Biogenic apatite preserved in 148 samples of conodonts and organophosphatic-shelled brachiopods from Cambrian through Ordovician successions of the Baltoscandian Basin (Baltica Plate) preserves a sensitive record of early Palaeozoic sea-water chemistry interpreted via neodymium isotope ratios. Consistent εNd(t) values of −9.6 to −8.3 for Lower to Middle Cambrian samples suggest no significant lateral or temporal variation across the region. Average Upper Cambrian values are −7.2 to −7.7. Sedimentary analysis suggests that the influence of continental weathering from Baltica as a major source of radiogenic Nd was negligible. Ordovician samples show a rise to −5 to −6 in the early Arenig, early–mid Llanvirn and late Caradoc. Sea-water mixing from the southeast Iapetus Ocean was a constant factor throughout Cambrian–Ordovician times. The rise reflects erosion of obducted volcanic arc complexes along the Caledonian margin, and probably also relates to pollution of the Baltica sector of Iapetus from the approaching Avalonia Plate.

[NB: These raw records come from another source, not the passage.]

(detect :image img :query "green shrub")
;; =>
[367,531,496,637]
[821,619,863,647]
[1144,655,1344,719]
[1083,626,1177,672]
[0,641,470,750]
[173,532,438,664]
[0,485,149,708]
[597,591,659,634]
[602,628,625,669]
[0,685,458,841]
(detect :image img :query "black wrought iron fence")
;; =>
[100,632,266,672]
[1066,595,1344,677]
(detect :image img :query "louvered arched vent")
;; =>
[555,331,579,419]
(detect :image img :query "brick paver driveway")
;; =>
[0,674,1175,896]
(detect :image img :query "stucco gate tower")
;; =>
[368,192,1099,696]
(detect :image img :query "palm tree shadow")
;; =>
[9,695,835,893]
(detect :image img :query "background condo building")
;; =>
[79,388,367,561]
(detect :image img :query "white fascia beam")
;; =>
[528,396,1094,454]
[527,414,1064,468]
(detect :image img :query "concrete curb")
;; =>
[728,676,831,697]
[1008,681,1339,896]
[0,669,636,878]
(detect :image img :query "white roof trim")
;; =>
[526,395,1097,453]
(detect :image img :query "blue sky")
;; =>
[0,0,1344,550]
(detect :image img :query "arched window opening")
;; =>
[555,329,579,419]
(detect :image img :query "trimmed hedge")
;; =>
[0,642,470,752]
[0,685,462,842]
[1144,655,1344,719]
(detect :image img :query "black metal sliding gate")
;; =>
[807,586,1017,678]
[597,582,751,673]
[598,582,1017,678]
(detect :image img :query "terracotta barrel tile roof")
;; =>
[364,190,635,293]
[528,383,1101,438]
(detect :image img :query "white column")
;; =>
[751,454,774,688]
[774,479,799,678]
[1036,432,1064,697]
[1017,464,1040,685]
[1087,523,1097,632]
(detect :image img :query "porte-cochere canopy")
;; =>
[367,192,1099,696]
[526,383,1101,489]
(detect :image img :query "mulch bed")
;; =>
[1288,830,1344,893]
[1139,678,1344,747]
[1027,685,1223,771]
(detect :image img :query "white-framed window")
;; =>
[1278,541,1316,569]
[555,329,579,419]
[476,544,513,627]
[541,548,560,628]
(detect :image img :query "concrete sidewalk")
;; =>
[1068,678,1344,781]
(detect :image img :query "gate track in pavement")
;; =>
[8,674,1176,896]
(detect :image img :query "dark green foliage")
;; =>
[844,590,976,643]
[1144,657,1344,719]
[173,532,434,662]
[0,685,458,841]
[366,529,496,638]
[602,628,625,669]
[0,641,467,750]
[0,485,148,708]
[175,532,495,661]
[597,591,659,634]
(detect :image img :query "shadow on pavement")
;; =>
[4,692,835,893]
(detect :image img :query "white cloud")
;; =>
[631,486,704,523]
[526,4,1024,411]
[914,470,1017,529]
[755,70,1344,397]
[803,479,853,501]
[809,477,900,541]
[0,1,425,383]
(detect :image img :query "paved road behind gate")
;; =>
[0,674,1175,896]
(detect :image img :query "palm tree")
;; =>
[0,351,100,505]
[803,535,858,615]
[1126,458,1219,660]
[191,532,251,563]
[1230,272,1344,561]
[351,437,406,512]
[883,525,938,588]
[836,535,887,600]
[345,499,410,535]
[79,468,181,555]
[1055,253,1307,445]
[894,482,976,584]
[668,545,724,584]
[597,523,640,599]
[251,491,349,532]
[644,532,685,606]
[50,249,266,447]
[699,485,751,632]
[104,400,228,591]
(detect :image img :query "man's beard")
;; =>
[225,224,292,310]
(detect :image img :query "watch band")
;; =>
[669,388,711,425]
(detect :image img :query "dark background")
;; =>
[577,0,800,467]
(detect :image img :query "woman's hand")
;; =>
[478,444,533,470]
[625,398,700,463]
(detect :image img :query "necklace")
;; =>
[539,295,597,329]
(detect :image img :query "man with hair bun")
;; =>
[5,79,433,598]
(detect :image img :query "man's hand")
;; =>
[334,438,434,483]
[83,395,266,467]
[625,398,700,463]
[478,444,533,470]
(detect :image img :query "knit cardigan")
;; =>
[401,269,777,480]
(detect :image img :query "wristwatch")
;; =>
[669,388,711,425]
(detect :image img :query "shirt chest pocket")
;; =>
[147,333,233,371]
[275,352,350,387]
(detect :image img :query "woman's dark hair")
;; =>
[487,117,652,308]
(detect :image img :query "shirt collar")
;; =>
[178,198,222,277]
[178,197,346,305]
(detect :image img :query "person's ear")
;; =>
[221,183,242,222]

Patterns of evolutionary biodiversity and palaeobiogeographical linkages support the geochemical signatures in interpreting the tectonic history of the region. Extinction of lingulate brachiopod faunas in the Tremadoc, followed by subsequent recovery and emergence of benthic assemblages typical of the Ordovician Evolutionary Fauna in the Billingen–early Volkhov regional stages coincide with significant changes in geochemical characteristics of water masses across the Baltoscandian basin. The early and mid Ordovician (Arenig to Llandeilo) brachiopod faunas of the North Estonian Confacies Belt are characterized by high endemism and low turnover rates, whereas increased immigration resulted in the extinction of a number of local lineages in the late Llanvirn. From the mid Caradoc to mid Ashgill, when Baltica was drifting on a course to collide eventually with Avalonia and gradually approach Laurentia, brachiopod assemblages were characterized by higher turnover rates. At the same time they gradually became more cosmopolitan and less influenced by the invasion of new faunas.